Print
Return to online version

January 10, 2009

How To Achieve the Eighth Highest Pay in the Country ... And Where the Method May End

Monique Chartier

Increases in teacher compensation in Rhode Island have been achieved on "They got it, so we should" reasoning. The gains in one city or town's contract are referenced in subsequent negotiations in other municipalities. I had always thought that this was done informally, however, until I saw Item #3 of the Tentative Agreement, first page of the expired "Agreement between East Providence Education Association and East Providence School Committee":

For 2007-08, the maximum step of the basic salary schedule shall be ranked number 12, based upon the thirty six school districts excluding Davies and School for the Deaf, who have settled contracts as of November 1.

The City Council and School Committee of East Providence, not color blind to budgetary red ink, may put an end to this ... tradition. Certainly this possibility has occurred to the EPEA, which sent out an e-blast, below, to its members suggesting attendance at Tuesday's East Providence School Committee.
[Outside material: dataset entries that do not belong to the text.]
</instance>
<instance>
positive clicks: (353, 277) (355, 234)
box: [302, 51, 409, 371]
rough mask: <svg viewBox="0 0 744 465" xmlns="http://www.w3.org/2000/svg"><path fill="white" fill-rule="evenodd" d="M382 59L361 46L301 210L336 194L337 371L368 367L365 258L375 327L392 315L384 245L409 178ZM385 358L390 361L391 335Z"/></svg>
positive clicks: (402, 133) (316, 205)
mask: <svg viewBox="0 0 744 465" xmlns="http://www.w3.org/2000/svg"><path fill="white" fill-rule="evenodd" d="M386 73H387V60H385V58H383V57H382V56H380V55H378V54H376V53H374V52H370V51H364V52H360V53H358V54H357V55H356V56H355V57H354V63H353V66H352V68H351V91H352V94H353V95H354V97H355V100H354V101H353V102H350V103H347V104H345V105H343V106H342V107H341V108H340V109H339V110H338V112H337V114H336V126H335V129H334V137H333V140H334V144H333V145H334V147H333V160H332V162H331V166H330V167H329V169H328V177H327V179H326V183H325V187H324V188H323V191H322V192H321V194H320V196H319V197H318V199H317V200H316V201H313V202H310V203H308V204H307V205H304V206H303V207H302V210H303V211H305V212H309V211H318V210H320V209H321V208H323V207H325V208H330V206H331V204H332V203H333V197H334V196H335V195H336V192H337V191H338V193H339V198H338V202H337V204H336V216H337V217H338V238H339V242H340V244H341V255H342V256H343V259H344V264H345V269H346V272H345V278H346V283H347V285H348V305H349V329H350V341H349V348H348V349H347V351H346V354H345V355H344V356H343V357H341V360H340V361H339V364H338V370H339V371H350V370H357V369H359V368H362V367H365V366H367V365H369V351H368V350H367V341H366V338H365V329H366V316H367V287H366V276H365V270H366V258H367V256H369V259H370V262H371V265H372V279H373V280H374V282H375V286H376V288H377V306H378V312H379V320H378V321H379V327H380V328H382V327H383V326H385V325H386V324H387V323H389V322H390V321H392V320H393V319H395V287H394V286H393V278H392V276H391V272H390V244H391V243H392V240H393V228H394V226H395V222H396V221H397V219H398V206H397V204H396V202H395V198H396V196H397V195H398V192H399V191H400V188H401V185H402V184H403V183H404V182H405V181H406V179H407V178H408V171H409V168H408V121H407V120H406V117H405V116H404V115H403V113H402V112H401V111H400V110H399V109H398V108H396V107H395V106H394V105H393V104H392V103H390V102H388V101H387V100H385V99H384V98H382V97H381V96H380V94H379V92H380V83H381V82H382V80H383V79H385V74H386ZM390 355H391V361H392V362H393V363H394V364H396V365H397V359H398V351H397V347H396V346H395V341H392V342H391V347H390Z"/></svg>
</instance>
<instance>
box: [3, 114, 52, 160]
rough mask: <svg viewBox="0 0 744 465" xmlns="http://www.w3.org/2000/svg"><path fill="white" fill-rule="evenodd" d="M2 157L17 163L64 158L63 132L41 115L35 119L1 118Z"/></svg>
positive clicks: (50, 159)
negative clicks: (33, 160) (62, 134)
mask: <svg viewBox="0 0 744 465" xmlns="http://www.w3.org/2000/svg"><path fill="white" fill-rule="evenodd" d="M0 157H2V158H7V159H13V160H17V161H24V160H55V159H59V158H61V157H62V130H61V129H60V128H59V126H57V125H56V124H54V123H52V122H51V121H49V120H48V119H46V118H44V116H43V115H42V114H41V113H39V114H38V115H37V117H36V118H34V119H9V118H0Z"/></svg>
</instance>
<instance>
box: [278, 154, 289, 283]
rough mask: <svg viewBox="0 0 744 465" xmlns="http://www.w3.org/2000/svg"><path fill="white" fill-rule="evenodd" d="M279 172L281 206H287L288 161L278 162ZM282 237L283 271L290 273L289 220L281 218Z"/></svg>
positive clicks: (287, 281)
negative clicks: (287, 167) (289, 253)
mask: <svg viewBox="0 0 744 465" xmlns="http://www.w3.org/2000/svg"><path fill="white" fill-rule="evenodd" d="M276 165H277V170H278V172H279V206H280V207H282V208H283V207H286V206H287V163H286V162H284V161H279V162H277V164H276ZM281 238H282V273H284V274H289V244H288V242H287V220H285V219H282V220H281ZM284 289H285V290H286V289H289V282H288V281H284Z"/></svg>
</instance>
The East Providence teachers are defending all of our rights in their fight not to allow the school committee and city to unilaterally roll back their wages and impose co-share amounts. East Providence teachers will be attending the school committee meeting Tuesday evening at East Providence City Hall (7:30 PM) and can use your support. Local President, Val Lawson, and the entire local union are staying united and fighting for all of us.

Come and show your solidarity! Stand up for Collective Bargaining!

Comments

I say that the taxpayers of East Providence show their solidarity with the brave members of the East Providence School Committee and show up in force to let the union pigs in East Providence know that we have had enough of their c**p. For too damn long they have been screwing the taxpayers and it all stops NOW!
Does anyone really wonder why the automakers are all bankrupt? The union pigs are doing the exact same thing to our schools. They cost more and more, and we get less and less. It's time to tell the unions go to hell!

Posted by: Mike Cappelli at January 10, 2009 7:48 AM

I guess demanding more money how public service thugs do it for the kids.

Posted by: mac1 at January 10, 2009 9:50 AM

Hooray for the EP School Committee and Hooray for the EP Taxpayers that elected them.

How about changing that nut-bag clause to "If the maximum step of the basic salary schedule shall be ranked number 12, based upon the thirty six school districts excluding Davies and School for the Deaf, who have settled contracts as of November 1, then any disgruntled Union hack is FREE to go take a job in one of those other higher paying districts".

The new operating model for ALL Union contracts has to be "We will pay what WE can Afford to pay, not what our neighbor can afford to pay ...and if you can't afford to stay with us, by all means, LEAVE".

Granted, this is a difficult concept for coddled Union folks like the EP Teachers or Providence Fire Fighters' Union President Paul Doughty who believes his herd of sheep should be paid what other North Eastern cities pay as opposed to what the city's Taxpayers can Afford. But to F'ing bad if these fools don't like it.

Patrick Crowley recently wrote on his RIFutureless blog "is it a successful business model to lower your prices year after year even if your production costs rise each year?"

He makes a very good point. Our production costs in the form of Healthcare and Pensions have been rising year after year. Mr. Crowley is right. We need to RAISE prices, not lower them, in the face of increasing costs. Hence, our Union Teachers need to start paying a higher price for THEIR ever increasing cost of healthcare and pensions.

Hopefully our School Committees are paying attention to Mr. Crowley's good advice.